In a statement, Reuters' editor-in-chief Stephen Adler said the organization regretted the decision and stands by Richters' reporting.
"We will continue to provide comprehensive and unbiased coverage from the country," Adler said.
Bahrain has been rocked by waves of unrest as its largely Shiite populace demands greater freedoms and equal rights from tiny island nation's Sunni rulers.
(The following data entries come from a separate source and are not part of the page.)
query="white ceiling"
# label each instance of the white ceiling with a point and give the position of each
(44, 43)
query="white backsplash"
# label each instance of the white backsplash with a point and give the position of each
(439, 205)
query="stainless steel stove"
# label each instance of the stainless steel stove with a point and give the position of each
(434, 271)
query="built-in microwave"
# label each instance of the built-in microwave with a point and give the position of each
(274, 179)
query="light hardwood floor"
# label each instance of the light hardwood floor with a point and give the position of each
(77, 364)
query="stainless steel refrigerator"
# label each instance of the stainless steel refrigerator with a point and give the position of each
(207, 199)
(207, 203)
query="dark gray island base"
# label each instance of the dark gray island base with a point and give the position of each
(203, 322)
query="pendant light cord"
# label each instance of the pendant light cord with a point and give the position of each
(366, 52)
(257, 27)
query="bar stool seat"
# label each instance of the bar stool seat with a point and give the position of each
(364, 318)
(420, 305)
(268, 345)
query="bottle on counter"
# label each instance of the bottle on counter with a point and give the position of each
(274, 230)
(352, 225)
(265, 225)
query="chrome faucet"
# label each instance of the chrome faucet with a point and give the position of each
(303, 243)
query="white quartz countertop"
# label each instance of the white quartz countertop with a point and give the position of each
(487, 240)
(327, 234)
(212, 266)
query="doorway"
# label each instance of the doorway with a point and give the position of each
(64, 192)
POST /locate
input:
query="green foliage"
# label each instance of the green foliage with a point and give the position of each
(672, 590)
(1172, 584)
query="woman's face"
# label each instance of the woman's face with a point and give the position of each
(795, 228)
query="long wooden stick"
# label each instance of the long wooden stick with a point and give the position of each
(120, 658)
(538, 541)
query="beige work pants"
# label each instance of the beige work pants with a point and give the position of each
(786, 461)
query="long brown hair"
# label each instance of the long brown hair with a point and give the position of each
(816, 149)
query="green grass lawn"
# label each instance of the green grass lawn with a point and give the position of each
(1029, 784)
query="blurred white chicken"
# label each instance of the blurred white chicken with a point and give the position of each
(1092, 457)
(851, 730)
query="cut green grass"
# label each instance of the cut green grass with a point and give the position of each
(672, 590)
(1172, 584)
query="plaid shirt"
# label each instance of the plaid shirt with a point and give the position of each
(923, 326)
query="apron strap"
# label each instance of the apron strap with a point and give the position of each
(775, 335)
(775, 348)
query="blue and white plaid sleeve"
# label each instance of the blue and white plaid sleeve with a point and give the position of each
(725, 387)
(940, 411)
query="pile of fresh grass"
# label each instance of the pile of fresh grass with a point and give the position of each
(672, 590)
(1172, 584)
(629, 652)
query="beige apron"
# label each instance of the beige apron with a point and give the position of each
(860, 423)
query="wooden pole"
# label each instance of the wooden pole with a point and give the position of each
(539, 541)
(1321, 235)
But the royal family has come down hard, crushing demonstrators with the help of Gulf forces led by neighboring Saudi Arabia.
Journalists there have come under intense pressure as well, according to the Committee to Protect Journalist's Mohamed Abdel Dayem.
In a telephone interview, he detailed a series of attacks on journalists which he said "all amount to the same thing, which is clearing international journalists out of the country, or restricting their activities to the point where they can't cover the news."
He said the number of detained journalists was uncertain but put it in the double digits, adding that two members of the media -- Karim Fakhrawi, the founder of the opposition daily al-Wasat, and Zakariya Rashid Hassan al-Ashiri, a blogger -- have died in what Abdel Dayem called suspicious circumstances.
The Associated Press does not have a foreign national accredited as a journalist in Bahrain -- it uses Bahrainis to assist with its coverage there.